Cliquez ici: Comment tuer un mégaprojet de transport collectif en trois étapes faciles, un éditorial de Stéphanie Grammond.
Retrouvez le texte original de La Presse publié le 25 novembre 2023. La présente publication vise à contrer la nouvelle politique de META qui refuse de partager le contenu des organes de presse canadiens en réponse à la Loi canadienne sur les actualités en ligne (C-18). Nous appuyons le journalisme de qualité et vous encourageons à vous abonner aux médias que vous appréciez.
————————————
Stéphanie Grammond
Stéphanie Grammond, La Presse

Comment tuer un mégaprojet de transport collectif en trois étapes faciles

 

Au Québec, la gestion des projets de transport collectif sonne comme ce fameux tube de Plastic Bertrand dans les années 1980. On avance, trop vite. On recule. On flambe des millions en études – près de 100 millions pour le REM de l’Est et 527 millions pour le tramway de Québec – et on se demande toujours après des décennies : « Stop ou encore ? »

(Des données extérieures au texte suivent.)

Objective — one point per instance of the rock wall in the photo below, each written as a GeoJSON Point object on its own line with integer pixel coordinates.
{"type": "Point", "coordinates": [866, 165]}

Les révélations de La Presse, cette semaine, sont éloquentes.

Les consultations sur la « ligne rose » entre le centre-ville et Lachine viennent d’être débranchées par François Legault1 qui avait aussi retiré à la Ville de Québec son projet de tramway dont les coûts avaient plus que doublé, à 8,4 milliards. Le prolongement de la ligne bleue du métro est en panne de soumissionnaires2. Et pendant ce temps, le REM de l’Est demeure sur la voie d’évitement.

Ce n’est pas pour être cynique, mais avec toutes ces tergiversations, on peut écrire la recette pour faire dérailler un projet de transport structurant en trois étapes simples.

 

Première étape : sautez les étapes

Avec une bonne dose de politisation, déterminez la solution avant d’avoir analysé les besoins.

Déroulez le REM dans le « West Island » pour plaire aux circonscriptions libérales. Faites du déploiement jusque dans les circonscriptions caquistes de Lanaudière une « condition non négociable » pour la nouvelle version du REM de l’Est.

Sans blague, les transports structurants doivent être déployés en fonction de l’achalandage potentiel – et non des votes – si on veut que la facture présente un rapport coûts-bénéfices avantageux.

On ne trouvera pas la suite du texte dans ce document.